5. **Log**: Round number, mutation type, score, keep/revert decision.
**Mutation types (pick one per round):**
| Type | Description |
|------|-------------|
| A | Add a constraint rule |
| B | Strengthen trigger/coverage |
| C | Add a concrete example |
| D | Tighten vague language |
| E | Improve error/edge case handling |
| F | Remove redundant content |
| G | Improve transitions |
| H | Expand a thin section |
| I | Add cross-reference |
| J | Adjust degree-of-freedom |
### Step 5 — Report Results
**After each batch (30 rounds):**
```
Batch N (rounds X-Y):
Best score: XX%
Mutations kept: N | Reverted: N
Most effective types: [list top 2-3]
Accumulated improvements: [summary]
Continue? (yes/stop)
```
**After full completion:**
- Original score vs. final score
- Top 3 most impactful mutations
- Final improved content (inline or diff)
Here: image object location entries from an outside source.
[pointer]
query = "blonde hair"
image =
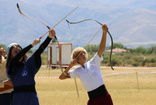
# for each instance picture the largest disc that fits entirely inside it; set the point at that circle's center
(77, 51)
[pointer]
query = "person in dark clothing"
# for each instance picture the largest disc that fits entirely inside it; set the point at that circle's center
(22, 69)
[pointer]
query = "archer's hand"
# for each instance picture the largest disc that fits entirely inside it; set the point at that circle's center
(36, 41)
(73, 62)
(52, 33)
(104, 28)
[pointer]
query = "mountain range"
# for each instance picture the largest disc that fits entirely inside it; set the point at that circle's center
(131, 22)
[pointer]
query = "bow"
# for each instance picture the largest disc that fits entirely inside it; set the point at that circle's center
(95, 35)
(48, 31)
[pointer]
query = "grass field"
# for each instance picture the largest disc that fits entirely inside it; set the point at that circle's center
(123, 88)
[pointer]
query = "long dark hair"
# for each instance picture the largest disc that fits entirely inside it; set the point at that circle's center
(10, 54)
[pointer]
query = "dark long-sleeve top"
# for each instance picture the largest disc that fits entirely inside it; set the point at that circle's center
(30, 66)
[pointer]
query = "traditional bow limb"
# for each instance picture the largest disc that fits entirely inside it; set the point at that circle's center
(92, 38)
(55, 37)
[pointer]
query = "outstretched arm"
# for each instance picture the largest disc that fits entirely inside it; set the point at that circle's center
(103, 40)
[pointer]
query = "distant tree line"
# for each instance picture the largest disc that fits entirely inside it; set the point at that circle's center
(139, 56)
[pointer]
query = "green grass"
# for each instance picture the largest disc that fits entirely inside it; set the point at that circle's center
(123, 88)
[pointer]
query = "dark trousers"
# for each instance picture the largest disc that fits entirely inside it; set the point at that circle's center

- File path (skill mode only)
---
## Mutation Strategy Reference
**High-impact, low-risk changes:**
- Adding explicit constraints where the content is vague
- Expanding coverage to cover edge cases
- Adding concrete examples to abstract instructions
- Tightening soft language ("try to" → "must")
**Avoid in one round:**
- Large rewrites of entire sections
- Multiple unrelated changes at once
- Changing fundamental scope or purpose
See `references/mutation_strategies.md` for the full strategy guide.
---
## Mode Selection Quick Reference
| User says | Mode |
|-----------|------|
| "optimize [skill]" / "autoresearch [skill]" | Skill |
| "optimize this prompt" / "improve my prompt" | Prompt |
| "polish this article" / "improve this article" | Article |
| "optimize this document" | Article |
Default to **Prompt mode** if the input is a text string without a skill path.